La fungibilità rende un investimento facile da comprendere, attirando più potenziali investitori e aumentando la possibilità di uno status Blue Chip. Il valore dell’oro può essere compreso senza conoscenze specialistiche del settore. Comprendere il valore economico dell’arte è meno semplice. Non che gli asset fungibili non perdano valore. Spesso succede. È solo che le loro oscillazioni di valore sembrano prevedibili, dando agli investitori un senso di sicurezza, anche se a volte falso.

Joan Miró - Litografia astratta originale da "Lithographe IV", 1981. Litografia originale su pergamena Rives. Edizione: 5000. 10 x 13 cm. Galerie Philia. © Joan Miró
Percezione, Persuasione e Intenzione
Gli artisti spesso realizzano opere che nessuno vuole comprare. Se il critico giusto critica aspramente un’opera nuova di un artista, potrebbe mettere a rischio la carriera dell’artista. Inoltre, la funzione dell’arte è soggettiva. Se ha successo è quindi oggetto di dibattito. È improbabile che la Boeing passi anni a costruire un aereo che nessuno vorrà comprare. E se un critico di aerei definisce il nuovo aereo della Boeing orribile o privo di originalità, la gente comunque volerà su di esso. La funzionalità degli aerei è ben definita. Se funziona come previsto, è un successo indiscutibile.
Il prezzo degli aerei è determinato dalla concorrenza e dalla domanda. Il prezzo di mercato per l’arte nuova è fissato da agenti che non sono tenuti a difendere o nemmeno spiegare la loro valutazione.

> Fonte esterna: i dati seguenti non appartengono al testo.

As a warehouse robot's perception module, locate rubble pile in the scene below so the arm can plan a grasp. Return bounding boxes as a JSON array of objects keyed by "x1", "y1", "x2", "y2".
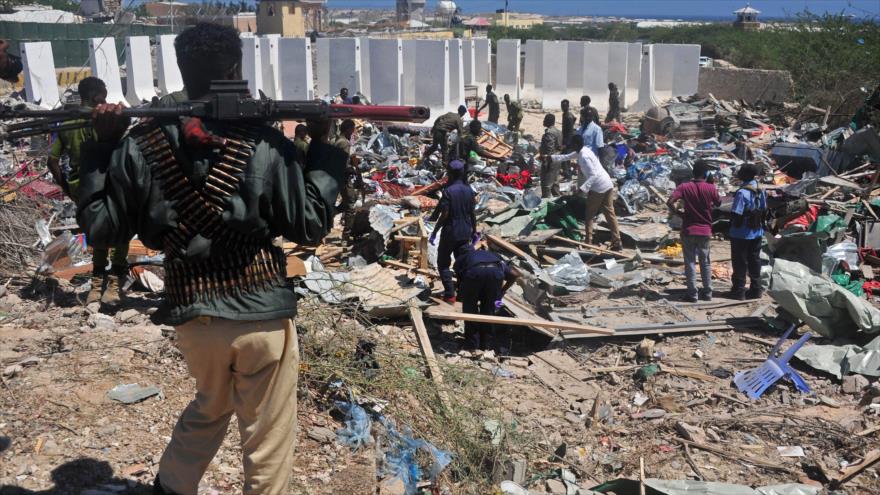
[{"x1": 0, "y1": 89, "x2": 880, "y2": 495}]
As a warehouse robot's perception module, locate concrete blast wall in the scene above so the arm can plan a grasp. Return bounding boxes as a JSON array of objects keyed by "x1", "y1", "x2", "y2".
[
  {"x1": 125, "y1": 36, "x2": 156, "y2": 106},
  {"x1": 697, "y1": 67, "x2": 792, "y2": 103},
  {"x1": 318, "y1": 38, "x2": 363, "y2": 96},
  {"x1": 90, "y1": 38, "x2": 126, "y2": 104},
  {"x1": 495, "y1": 40, "x2": 520, "y2": 100},
  {"x1": 241, "y1": 36, "x2": 268, "y2": 98},
  {"x1": 370, "y1": 39, "x2": 404, "y2": 105},
  {"x1": 278, "y1": 38, "x2": 315, "y2": 100},
  {"x1": 21, "y1": 41, "x2": 61, "y2": 109},
  {"x1": 156, "y1": 34, "x2": 183, "y2": 96}
]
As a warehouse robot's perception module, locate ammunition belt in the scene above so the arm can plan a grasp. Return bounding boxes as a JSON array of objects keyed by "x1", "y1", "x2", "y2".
[
  {"x1": 131, "y1": 123, "x2": 286, "y2": 306},
  {"x1": 165, "y1": 241, "x2": 286, "y2": 306}
]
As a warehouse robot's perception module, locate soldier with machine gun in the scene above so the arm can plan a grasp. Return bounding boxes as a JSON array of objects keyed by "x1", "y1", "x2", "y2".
[{"x1": 0, "y1": 24, "x2": 428, "y2": 495}]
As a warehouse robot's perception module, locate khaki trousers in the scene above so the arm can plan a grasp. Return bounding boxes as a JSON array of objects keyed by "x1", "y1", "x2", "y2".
[
  {"x1": 584, "y1": 187, "x2": 621, "y2": 248},
  {"x1": 159, "y1": 317, "x2": 299, "y2": 495}
]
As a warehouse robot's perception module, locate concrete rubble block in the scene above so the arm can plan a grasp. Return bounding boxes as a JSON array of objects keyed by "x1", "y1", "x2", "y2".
[
  {"x1": 841, "y1": 375, "x2": 871, "y2": 394},
  {"x1": 125, "y1": 36, "x2": 156, "y2": 106},
  {"x1": 241, "y1": 36, "x2": 263, "y2": 101},
  {"x1": 88, "y1": 38, "x2": 127, "y2": 106},
  {"x1": 156, "y1": 34, "x2": 183, "y2": 96},
  {"x1": 21, "y1": 41, "x2": 61, "y2": 108},
  {"x1": 276, "y1": 38, "x2": 315, "y2": 100},
  {"x1": 260, "y1": 34, "x2": 281, "y2": 99},
  {"x1": 495, "y1": 40, "x2": 521, "y2": 100},
  {"x1": 317, "y1": 38, "x2": 363, "y2": 96},
  {"x1": 370, "y1": 39, "x2": 403, "y2": 105}
]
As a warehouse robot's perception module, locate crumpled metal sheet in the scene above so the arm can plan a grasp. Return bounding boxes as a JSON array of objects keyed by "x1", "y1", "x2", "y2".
[
  {"x1": 547, "y1": 253, "x2": 590, "y2": 292},
  {"x1": 370, "y1": 204, "x2": 403, "y2": 239},
  {"x1": 768, "y1": 258, "x2": 880, "y2": 337},
  {"x1": 794, "y1": 337, "x2": 880, "y2": 380}
]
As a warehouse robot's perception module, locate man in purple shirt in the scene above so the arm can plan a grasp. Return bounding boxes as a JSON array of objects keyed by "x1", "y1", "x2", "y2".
[{"x1": 666, "y1": 160, "x2": 721, "y2": 302}]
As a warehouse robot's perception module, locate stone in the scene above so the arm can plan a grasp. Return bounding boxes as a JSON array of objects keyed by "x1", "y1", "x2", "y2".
[
  {"x1": 308, "y1": 426, "x2": 336, "y2": 443},
  {"x1": 116, "y1": 309, "x2": 141, "y2": 323},
  {"x1": 87, "y1": 313, "x2": 116, "y2": 330},
  {"x1": 544, "y1": 479, "x2": 568, "y2": 495},
  {"x1": 379, "y1": 478, "x2": 406, "y2": 495},
  {"x1": 841, "y1": 375, "x2": 870, "y2": 394}
]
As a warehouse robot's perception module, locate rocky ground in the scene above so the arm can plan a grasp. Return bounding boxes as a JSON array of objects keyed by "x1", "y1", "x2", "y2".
[{"x1": 0, "y1": 248, "x2": 880, "y2": 495}]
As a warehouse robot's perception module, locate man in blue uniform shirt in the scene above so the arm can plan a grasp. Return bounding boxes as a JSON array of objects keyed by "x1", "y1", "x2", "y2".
[
  {"x1": 430, "y1": 160, "x2": 477, "y2": 303},
  {"x1": 455, "y1": 249, "x2": 520, "y2": 350},
  {"x1": 730, "y1": 163, "x2": 767, "y2": 301}
]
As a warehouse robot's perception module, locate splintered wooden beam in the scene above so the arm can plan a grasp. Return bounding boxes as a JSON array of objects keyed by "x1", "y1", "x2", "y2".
[
  {"x1": 409, "y1": 304, "x2": 449, "y2": 409},
  {"x1": 425, "y1": 308, "x2": 614, "y2": 336}
]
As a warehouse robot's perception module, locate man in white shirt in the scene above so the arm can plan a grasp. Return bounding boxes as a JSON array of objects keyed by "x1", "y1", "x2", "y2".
[{"x1": 553, "y1": 134, "x2": 622, "y2": 251}]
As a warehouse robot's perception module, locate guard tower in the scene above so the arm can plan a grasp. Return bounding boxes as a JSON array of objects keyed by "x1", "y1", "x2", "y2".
[{"x1": 733, "y1": 4, "x2": 761, "y2": 31}]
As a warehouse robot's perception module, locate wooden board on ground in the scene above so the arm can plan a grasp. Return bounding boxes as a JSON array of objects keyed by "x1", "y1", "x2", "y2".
[
  {"x1": 477, "y1": 129, "x2": 513, "y2": 160},
  {"x1": 409, "y1": 304, "x2": 449, "y2": 409},
  {"x1": 425, "y1": 308, "x2": 614, "y2": 335}
]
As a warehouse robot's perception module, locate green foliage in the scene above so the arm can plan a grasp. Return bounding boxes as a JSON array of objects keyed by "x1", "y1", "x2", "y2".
[
  {"x1": 489, "y1": 12, "x2": 880, "y2": 113},
  {"x1": 29, "y1": 0, "x2": 79, "y2": 13}
]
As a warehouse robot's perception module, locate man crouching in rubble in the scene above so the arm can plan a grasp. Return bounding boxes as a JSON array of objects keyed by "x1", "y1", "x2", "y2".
[
  {"x1": 728, "y1": 163, "x2": 767, "y2": 301},
  {"x1": 77, "y1": 23, "x2": 347, "y2": 495}
]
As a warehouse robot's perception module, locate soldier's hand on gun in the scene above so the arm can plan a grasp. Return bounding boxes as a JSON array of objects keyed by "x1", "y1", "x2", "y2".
[{"x1": 92, "y1": 103, "x2": 131, "y2": 144}]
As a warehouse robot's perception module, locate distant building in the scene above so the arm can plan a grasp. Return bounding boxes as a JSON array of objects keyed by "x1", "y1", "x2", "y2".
[
  {"x1": 733, "y1": 4, "x2": 761, "y2": 31},
  {"x1": 494, "y1": 11, "x2": 544, "y2": 29},
  {"x1": 397, "y1": 0, "x2": 426, "y2": 22},
  {"x1": 144, "y1": 2, "x2": 189, "y2": 17},
  {"x1": 257, "y1": 0, "x2": 327, "y2": 37}
]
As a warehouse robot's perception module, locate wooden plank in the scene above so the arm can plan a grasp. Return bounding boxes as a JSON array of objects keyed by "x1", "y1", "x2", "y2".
[
  {"x1": 409, "y1": 303, "x2": 449, "y2": 409},
  {"x1": 673, "y1": 437, "x2": 790, "y2": 473},
  {"x1": 831, "y1": 449, "x2": 880, "y2": 487},
  {"x1": 425, "y1": 308, "x2": 614, "y2": 335},
  {"x1": 553, "y1": 235, "x2": 630, "y2": 259},
  {"x1": 379, "y1": 260, "x2": 440, "y2": 278}
]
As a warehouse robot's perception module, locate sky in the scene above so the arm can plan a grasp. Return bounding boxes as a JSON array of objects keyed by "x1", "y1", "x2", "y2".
[{"x1": 318, "y1": 0, "x2": 880, "y2": 19}]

Per assegnare un valore di mercato a un’opera nuova di un artista, entrano in gioco molti fattori, come la provenienza dell’artista e la capacità di chi mostra e vende l’opera di persuadere gli acquirenti che esiste una domanda. Se l’opera è intrinsecamente attraente per un gran numero di acquirenti, esiste una domanda legittima. Altrimenti, la domanda deve essere creata da chi ha la capacità di influenzare il mercato, per esempio critici, celebrità o chi ha i mezzi per acquistare intere mostre.

Mark Rothko - Blue Cloud, 1956. Olio su tela. 137,7 x 134,7 cm. © Mark Rothko
Chi Decide?
Se si investe solo per ragioni finanziarie, gli artisti Blue Chip del passato sono ben documentati. Basta guardare i risultati delle aste degli ultimi decenni, o concentrarsi solo sull’acquisto di capolavori autenticati e verificabili dalle gallerie Blue Chip.
Su IdeelArt, crediamo nel collezionare arte non solo per scopi di investimento, ma anche per il valore intrinseco dell’arte. Misuriamo quel valore in molti modi. Consideriamo il valore dell’opera per l’artista, che l’ha realizzata con la sincera intenzione di produrre un’opera di alta qualità. Consideriamo il suo valore per noi, gli spettatori, che attraverso l’opera riceviamo un’opportunità di trascendenza o meraviglia estetica. Indipendentemente dalle condizioni economiche generali, il valore delle intenzioni sincere, della meraviglia estetica e dell’esperienza trascendente non diminuisce mai.
Immagine in evidenza: Henri Matisse - Laguna (Le Lagon) da Jazz, 1947. Uno da un portfolio di venti pochoir. Composizione (irreg.): 40,8 x 64,3 cm; foglio: 42,1 x 65 cm. Edizione: 100. Dono dell’artista. Collezione MoMA. © 2019 Successione H. Matisse / Artists Rights Society (ARS), New York.